Le dirigeant était entendu par la commission des Affaires économiques du Sénat dans le cadre de sa reconduction. Défendant son bilan à la tête de l’institut depuis 2020, il déclare notamment : « Si l’on regarde les recherches agricoles, animales et végétales, nous sommes dans les trois premiers instituts mondiaux, au coude-à-coude avec nos collègues chinois et américains. Mais nous sommes probablement le premier à être capable de faire ces interactions ».
« Dans le même temps où nous avons constitué cet établissement, il y a eu une accélération sans précédent des crises climatiques, sanitaires, géopolitiques. Évidemment, nos chercheurs travaillent depuis longtemps sur le dérèglement climatique. Ils contribuent, avec les collègues du GIEC, à donner des signaux d’alarme au niveau international. Mais nous n’imaginions probablement pas que les crises climatiques allaient s’accélérer à ce niveau d’intensité et toucher, y compris dans notre pays, les productions agricoles et forestières. À peine étions-nous sortis de la pandémie du Covid que nous avons dû faire face à des épizooties qui touchent nos cheptels, que ce soit la grippe aviaire, la MHE, ou la FCO. La guerre en Ukraine a entraîné une formidable explosion du coût des intrants, du coût de l’énergie, qui a bousculé les secteurs. Il faut que nous prenions mieux en compte les multi-crises pour dessiner des systèmes de production agricole résilients, qui permettent de tenir le choc », indique-t-il également.
« Il faut que nous montions en puissance sur l’arsenal d’anticipation des bio-agresseurs qui attaquent nos cultures. Il y en aura de plus en plus avec le dérèglement climatique. Nous avons mis en place, avec le Masaf, une plateforme d’épidémiosurveillance végétale. Je me prépare, et cela fait partie de mon projet, à renforcer les moyens sur ces enjeux de sécurité sanitaire », souligne Philippe Mauguin.
« On a entendu les remarques, dans les campagnes, y compris au salon de l’Agriculture, disant que l’Inra amenait des solutions dans les cours de ferme, alors que l’Inrae n’en amènerait plus. Je suis obligé de dire que ce n’est pas tout à fait exact.

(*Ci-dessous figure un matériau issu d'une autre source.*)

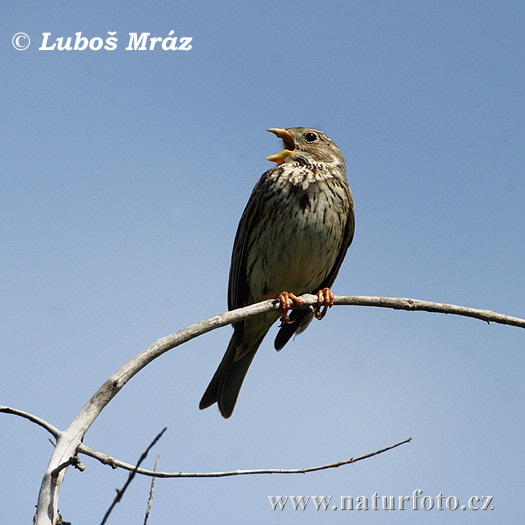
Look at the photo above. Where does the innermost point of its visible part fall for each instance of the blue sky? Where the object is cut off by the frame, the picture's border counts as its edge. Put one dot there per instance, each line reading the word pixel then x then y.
pixel 124 175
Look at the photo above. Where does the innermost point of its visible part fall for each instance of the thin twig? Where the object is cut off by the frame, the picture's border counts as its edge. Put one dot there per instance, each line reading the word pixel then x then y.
pixel 121 492
pixel 69 441
pixel 150 499
pixel 35 419
pixel 116 462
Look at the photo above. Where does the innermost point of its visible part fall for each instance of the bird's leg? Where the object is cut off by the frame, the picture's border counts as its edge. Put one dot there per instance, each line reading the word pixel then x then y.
pixel 286 299
pixel 325 299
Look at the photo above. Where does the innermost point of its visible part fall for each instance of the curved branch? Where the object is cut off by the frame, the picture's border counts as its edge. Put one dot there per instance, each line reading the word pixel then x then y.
pixel 156 474
pixel 69 441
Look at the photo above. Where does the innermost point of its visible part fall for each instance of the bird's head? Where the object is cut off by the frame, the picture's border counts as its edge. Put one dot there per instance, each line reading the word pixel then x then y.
pixel 307 144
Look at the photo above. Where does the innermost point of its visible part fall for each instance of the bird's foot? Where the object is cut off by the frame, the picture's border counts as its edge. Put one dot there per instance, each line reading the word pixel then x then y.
pixel 325 300
pixel 286 299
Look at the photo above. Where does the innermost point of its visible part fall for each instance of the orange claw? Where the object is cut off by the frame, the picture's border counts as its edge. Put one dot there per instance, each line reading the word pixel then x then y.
pixel 286 303
pixel 325 299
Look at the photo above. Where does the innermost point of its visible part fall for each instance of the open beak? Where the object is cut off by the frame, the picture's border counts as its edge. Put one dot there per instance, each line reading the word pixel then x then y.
pixel 289 145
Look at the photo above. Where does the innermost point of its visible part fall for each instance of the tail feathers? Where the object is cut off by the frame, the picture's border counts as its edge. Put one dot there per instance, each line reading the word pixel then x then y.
pixel 299 320
pixel 227 381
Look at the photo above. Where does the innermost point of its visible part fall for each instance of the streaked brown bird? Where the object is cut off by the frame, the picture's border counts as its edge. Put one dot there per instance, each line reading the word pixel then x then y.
pixel 292 239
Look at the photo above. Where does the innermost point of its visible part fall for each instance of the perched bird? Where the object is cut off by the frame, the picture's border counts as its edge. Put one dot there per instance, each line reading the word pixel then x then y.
pixel 292 239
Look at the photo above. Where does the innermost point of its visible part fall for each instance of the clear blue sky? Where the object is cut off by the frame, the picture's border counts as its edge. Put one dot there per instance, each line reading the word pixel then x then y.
pixel 123 177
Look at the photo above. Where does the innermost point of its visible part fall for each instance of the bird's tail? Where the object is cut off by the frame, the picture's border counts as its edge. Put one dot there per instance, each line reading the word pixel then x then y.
pixel 227 380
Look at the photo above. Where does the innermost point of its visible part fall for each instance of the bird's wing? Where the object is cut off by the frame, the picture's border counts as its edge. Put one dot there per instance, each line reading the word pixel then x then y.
pixel 238 288
pixel 347 240
pixel 300 319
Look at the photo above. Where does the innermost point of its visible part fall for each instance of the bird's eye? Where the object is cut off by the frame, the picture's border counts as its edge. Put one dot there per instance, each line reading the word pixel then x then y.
pixel 311 137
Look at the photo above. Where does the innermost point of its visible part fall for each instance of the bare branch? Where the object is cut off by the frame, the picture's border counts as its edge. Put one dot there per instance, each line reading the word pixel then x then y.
pixel 152 488
pixel 121 492
pixel 403 303
pixel 68 442
pixel 35 419
pixel 155 474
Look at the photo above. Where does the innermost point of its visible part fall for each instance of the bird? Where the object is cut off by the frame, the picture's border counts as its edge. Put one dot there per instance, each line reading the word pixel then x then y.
pixel 292 238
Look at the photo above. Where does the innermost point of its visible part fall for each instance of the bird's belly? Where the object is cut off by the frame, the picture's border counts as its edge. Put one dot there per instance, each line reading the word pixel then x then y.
pixel 297 255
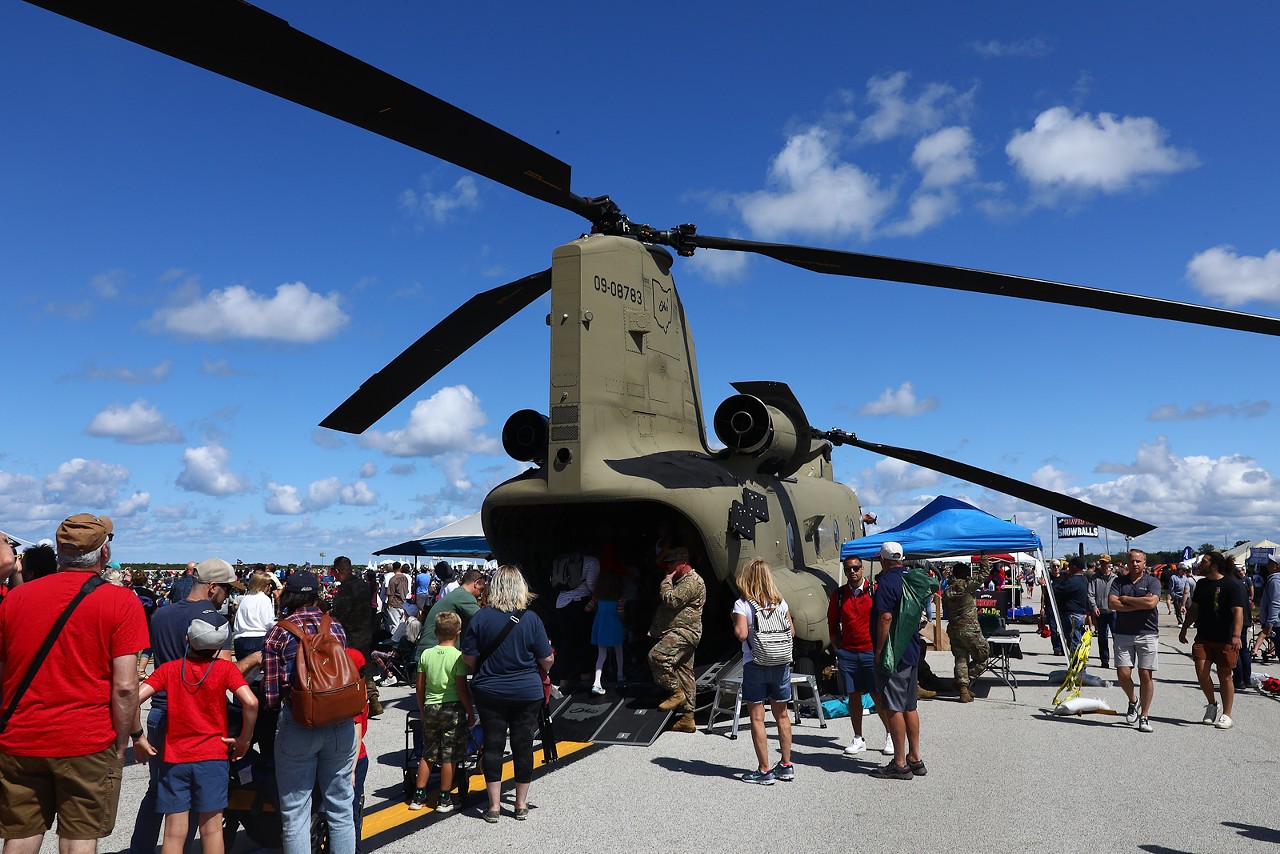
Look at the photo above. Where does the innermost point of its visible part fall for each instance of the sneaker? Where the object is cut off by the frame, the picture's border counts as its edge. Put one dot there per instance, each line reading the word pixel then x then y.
pixel 892 772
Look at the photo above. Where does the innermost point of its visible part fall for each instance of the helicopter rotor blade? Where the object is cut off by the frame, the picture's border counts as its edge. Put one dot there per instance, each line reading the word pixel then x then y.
pixel 430 354
pixel 246 44
pixel 955 278
pixel 1000 483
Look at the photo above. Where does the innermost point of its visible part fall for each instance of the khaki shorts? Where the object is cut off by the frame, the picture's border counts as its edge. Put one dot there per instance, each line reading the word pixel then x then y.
pixel 81 791
pixel 1137 648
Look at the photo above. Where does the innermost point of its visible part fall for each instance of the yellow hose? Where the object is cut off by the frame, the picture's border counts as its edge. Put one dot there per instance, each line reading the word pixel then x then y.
pixel 1070 688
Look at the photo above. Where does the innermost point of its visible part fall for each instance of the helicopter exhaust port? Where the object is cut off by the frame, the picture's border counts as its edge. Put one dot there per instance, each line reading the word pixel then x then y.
pixel 748 425
pixel 525 435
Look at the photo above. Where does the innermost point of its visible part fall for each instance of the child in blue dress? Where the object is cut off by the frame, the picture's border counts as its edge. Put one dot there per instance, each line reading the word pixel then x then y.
pixel 607 629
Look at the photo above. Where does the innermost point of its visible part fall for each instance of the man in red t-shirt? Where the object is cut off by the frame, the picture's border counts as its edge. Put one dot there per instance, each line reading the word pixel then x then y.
pixel 196 771
pixel 849 620
pixel 69 730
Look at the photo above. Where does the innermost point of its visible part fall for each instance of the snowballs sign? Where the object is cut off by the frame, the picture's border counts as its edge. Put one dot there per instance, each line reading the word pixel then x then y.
pixel 1070 528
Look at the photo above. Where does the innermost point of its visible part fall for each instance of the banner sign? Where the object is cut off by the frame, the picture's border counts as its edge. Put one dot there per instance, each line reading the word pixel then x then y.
pixel 1070 528
pixel 1258 556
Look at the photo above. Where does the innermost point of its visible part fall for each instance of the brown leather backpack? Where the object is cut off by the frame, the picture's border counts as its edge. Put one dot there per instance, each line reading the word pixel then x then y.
pixel 325 688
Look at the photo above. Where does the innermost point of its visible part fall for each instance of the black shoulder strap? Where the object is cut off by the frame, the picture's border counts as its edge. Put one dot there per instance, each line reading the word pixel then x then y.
pixel 94 583
pixel 497 642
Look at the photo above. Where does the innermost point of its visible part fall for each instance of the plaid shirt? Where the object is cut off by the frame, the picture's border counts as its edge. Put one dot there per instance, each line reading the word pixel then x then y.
pixel 280 648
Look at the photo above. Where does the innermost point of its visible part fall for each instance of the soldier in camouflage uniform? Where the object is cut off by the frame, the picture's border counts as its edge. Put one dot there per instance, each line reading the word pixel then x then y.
pixel 968 645
pixel 679 626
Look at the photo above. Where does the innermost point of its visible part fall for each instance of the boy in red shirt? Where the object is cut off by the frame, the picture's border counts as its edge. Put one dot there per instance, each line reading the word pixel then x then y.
pixel 196 770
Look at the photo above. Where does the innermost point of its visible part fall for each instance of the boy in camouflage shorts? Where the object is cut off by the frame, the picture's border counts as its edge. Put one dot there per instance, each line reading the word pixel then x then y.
pixel 443 699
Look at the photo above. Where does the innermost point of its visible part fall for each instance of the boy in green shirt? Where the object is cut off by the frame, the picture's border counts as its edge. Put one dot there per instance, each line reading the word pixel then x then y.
pixel 442 699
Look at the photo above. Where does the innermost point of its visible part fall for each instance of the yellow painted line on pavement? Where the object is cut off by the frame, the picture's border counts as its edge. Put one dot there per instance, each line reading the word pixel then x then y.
pixel 397 813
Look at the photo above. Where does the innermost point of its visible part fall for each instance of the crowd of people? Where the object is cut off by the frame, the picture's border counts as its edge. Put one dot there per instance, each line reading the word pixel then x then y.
pixel 105 642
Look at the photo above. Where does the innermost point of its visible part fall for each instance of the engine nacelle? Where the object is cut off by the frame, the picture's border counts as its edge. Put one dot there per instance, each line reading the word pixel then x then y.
pixel 525 435
pixel 748 425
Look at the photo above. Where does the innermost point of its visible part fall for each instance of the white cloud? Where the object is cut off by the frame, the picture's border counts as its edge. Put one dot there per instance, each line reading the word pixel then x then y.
pixel 1018 48
pixel 812 192
pixel 718 265
pixel 357 494
pixel 1110 154
pixel 138 423
pixel 158 373
pixel 900 401
pixel 108 283
pixel 132 506
pixel 447 421
pixel 206 470
pixel 80 482
pixel 438 206
pixel 897 114
pixel 283 499
pixel 1207 410
pixel 1223 274
pixel 945 158
pixel 295 314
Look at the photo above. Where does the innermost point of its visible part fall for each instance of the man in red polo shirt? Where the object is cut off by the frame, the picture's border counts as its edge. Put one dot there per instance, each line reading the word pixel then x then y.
pixel 849 620
pixel 69 730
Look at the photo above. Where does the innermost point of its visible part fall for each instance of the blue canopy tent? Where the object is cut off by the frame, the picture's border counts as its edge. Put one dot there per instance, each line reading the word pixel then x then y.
pixel 947 526
pixel 464 538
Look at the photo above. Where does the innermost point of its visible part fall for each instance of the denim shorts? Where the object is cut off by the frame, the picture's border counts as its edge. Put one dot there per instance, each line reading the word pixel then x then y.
pixel 858 671
pixel 760 684
pixel 193 785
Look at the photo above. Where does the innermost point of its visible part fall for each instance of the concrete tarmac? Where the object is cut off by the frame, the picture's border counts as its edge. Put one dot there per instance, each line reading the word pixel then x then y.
pixel 1002 776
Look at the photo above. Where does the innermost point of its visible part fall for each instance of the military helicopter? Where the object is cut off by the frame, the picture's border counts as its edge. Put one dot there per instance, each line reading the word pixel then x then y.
pixel 621 455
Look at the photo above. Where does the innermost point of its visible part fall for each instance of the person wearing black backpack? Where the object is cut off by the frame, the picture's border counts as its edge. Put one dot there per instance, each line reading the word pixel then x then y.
pixel 762 621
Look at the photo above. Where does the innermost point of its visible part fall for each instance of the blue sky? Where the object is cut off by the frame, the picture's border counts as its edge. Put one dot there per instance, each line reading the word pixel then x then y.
pixel 196 273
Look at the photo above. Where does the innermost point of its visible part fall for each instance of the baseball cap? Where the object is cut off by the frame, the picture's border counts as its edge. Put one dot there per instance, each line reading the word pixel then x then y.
pixel 82 533
pixel 891 551
pixel 208 633
pixel 215 570
pixel 302 581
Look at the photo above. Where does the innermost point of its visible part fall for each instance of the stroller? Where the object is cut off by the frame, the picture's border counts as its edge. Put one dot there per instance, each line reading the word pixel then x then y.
pixel 393 661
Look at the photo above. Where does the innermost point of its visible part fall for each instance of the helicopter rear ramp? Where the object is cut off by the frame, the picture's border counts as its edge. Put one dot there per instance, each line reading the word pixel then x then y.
pixel 609 718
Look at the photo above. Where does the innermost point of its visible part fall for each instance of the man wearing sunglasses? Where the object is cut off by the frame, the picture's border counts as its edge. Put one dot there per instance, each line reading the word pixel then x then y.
pixel 211 584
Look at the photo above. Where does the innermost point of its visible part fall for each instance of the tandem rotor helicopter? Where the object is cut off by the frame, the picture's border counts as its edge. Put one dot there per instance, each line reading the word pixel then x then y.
pixel 621 451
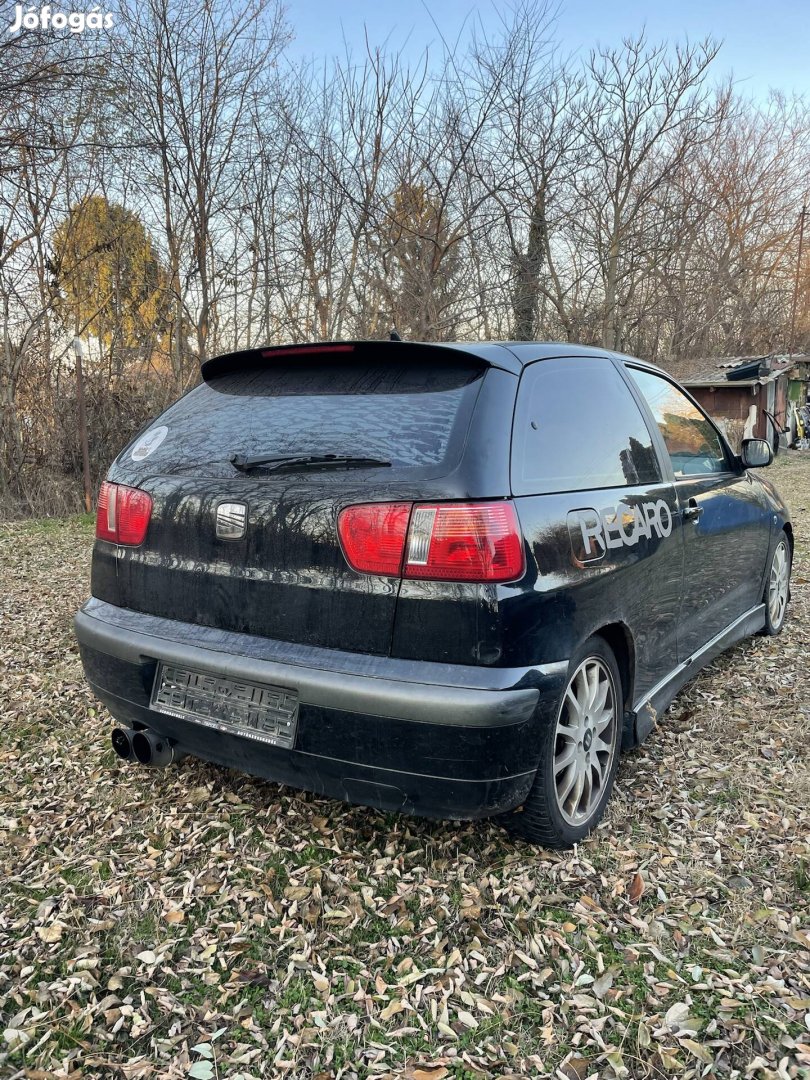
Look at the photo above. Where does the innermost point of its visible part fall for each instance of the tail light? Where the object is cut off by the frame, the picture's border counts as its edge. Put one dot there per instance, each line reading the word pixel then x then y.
pixel 374 537
pixel 123 514
pixel 472 541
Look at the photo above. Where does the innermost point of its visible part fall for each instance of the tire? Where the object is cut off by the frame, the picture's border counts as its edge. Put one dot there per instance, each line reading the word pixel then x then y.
pixel 552 815
pixel 778 588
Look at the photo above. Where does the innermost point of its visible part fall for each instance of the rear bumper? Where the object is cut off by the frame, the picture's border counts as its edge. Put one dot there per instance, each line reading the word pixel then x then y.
pixel 437 740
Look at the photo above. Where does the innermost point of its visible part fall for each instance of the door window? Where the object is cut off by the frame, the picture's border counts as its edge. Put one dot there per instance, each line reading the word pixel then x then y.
pixel 693 445
pixel 577 428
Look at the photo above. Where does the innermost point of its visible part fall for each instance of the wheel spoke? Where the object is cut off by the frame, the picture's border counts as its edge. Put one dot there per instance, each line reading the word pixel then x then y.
pixel 564 759
pixel 604 720
pixel 596 766
pixel 565 788
pixel 577 795
pixel 586 796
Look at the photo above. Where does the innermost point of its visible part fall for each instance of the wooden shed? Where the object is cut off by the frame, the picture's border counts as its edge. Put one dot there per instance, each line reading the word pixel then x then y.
pixel 747 395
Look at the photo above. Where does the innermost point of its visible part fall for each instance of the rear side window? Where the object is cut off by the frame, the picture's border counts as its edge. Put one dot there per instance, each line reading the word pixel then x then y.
pixel 577 427
pixel 412 415
pixel 693 445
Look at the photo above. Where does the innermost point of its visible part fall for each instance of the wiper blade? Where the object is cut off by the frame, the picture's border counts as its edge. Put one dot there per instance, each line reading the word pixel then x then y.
pixel 245 463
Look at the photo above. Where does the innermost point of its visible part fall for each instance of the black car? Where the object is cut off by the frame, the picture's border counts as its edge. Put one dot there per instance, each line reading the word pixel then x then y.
pixel 451 580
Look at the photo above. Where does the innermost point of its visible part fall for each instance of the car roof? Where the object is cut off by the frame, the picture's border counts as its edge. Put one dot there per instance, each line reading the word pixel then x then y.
pixel 508 355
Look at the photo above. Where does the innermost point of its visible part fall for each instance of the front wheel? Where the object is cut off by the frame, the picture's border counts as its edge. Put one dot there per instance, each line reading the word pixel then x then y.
pixel 580 754
pixel 778 588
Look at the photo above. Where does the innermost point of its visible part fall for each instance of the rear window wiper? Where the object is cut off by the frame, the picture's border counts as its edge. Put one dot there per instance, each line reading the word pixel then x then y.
pixel 245 463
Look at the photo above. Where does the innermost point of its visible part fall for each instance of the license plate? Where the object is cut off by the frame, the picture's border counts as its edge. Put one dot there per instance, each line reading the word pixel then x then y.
pixel 266 713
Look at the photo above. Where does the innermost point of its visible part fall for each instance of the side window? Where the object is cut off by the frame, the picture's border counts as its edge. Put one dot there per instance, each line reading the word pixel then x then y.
pixel 693 445
pixel 577 427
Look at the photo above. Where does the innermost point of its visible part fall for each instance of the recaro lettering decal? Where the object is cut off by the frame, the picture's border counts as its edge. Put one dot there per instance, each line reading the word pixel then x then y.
pixel 594 532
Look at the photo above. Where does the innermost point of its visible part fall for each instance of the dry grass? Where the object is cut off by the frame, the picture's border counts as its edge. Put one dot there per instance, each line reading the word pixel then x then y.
pixel 197 922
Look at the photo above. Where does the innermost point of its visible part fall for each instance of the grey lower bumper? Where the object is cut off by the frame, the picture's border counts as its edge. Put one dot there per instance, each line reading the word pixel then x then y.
pixel 420 692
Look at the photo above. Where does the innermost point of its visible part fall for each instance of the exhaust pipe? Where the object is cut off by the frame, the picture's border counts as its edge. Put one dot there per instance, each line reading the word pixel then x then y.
pixel 122 743
pixel 154 750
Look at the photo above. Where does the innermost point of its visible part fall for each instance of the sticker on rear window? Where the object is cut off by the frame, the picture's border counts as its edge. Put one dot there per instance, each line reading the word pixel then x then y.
pixel 148 443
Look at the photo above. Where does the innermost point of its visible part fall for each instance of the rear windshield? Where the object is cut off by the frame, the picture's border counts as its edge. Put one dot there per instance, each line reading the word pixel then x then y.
pixel 412 415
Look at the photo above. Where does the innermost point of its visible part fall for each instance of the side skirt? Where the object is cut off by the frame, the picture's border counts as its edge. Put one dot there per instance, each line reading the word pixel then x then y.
pixel 646 712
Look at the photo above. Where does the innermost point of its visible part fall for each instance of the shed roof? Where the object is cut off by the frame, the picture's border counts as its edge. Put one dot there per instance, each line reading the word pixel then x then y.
pixel 731 370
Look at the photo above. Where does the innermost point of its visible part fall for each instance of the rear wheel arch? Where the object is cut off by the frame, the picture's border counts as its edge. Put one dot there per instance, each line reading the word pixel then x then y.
pixel 620 639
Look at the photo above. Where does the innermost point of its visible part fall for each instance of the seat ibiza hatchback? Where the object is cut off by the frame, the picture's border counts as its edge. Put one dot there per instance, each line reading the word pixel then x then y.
pixel 451 580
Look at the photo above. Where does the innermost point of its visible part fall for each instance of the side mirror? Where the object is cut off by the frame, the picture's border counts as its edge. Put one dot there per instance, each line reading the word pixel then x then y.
pixel 756 453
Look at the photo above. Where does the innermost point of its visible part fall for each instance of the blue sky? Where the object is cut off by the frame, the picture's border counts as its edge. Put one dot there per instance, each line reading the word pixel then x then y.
pixel 766 42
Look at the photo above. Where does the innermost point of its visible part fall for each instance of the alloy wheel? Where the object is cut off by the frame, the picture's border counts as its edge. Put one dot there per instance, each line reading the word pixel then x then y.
pixel 778 584
pixel 585 741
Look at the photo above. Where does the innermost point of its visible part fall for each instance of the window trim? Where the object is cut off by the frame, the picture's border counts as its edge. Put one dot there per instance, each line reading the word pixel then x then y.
pixel 731 459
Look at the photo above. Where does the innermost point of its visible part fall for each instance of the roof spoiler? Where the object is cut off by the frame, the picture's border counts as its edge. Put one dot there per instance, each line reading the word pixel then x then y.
pixel 247 359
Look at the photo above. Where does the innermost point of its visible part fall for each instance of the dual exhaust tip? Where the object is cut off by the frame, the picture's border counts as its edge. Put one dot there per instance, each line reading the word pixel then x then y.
pixel 145 746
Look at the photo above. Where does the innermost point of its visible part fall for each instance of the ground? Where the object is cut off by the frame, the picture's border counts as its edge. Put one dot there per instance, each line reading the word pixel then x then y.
pixel 197 922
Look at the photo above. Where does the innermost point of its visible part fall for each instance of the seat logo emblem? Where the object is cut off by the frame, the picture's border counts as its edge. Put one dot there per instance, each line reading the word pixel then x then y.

Par contre, nous avons une responsabilité à le faire mieux savoir. Nous devons faire un effort de communication, de transparence, de lisibilité, sur les recherches que le contribuable finance », estime-t-il.
« Nous allons être décrochés vis-à-vis de la Chine »
« En termes de chercheurs, ingénieurs, techniciens, agents permanents, il y a 8 000 agents à l’Inrae. À l’Inra et l’Irstea, nous étions plus nombreux. Nous avons contribué aux efforts d’économie dans le secteur public. Nous avons perdu 1 % de personnel par an pendant 10 ans. Ce n’est pas beaucoup, mais c’est quand même important quand on fait face à des défis qui augmentent. Nous avons perdu -10 % de moyens entre 2010 et 2020 et on a augmenté de 20 à 30 % nos sujets. Est ce qu’il faut aller plus loin dans les économies ? C’est un choix de souveraineté. Pourra-t-on atteindre, en France, une souveraineté agricole et alimentaire si on n’a pas une souveraineté scientifique ? Devons-nous être plus faible que les Brésiliens (nos collègues de l’Embrapa sont 9 000) ?, rappelle le PDG de l’Inrae. Ce matin, au conseil d’administration d’Inrae, nous avons pris en compte une suppression de 16 M€ au budget, demandée par le ministère du Budget. Cela n’a pas été de gaieté de cœur ».
Une tendance qui fait dire à Philippe Mauguin : « Il faut être honnête, nous allons être décrochés vis-à-vis de la Chine au vu de leurs moyens. Est-ce que je peux prendre l’engagement que nous restions dans les trois premiers au niveau mondial avec les moyens actuels de l’Inrae ? Je ne peux pas le garantir. »
« Comment peut-on faire des gains d’efficience ? Par des partenariats entre les unités expérimentales d’Inrae et les fermes des instituts techniques. Il faut que nous rendions plus efficients nos collègues des instituts techniques qui sont dans la même dynamique que nous. Nous devons aussi faire des économies sur la gestion de nos unités mixtes de recherche avec les universités », propose le PDG.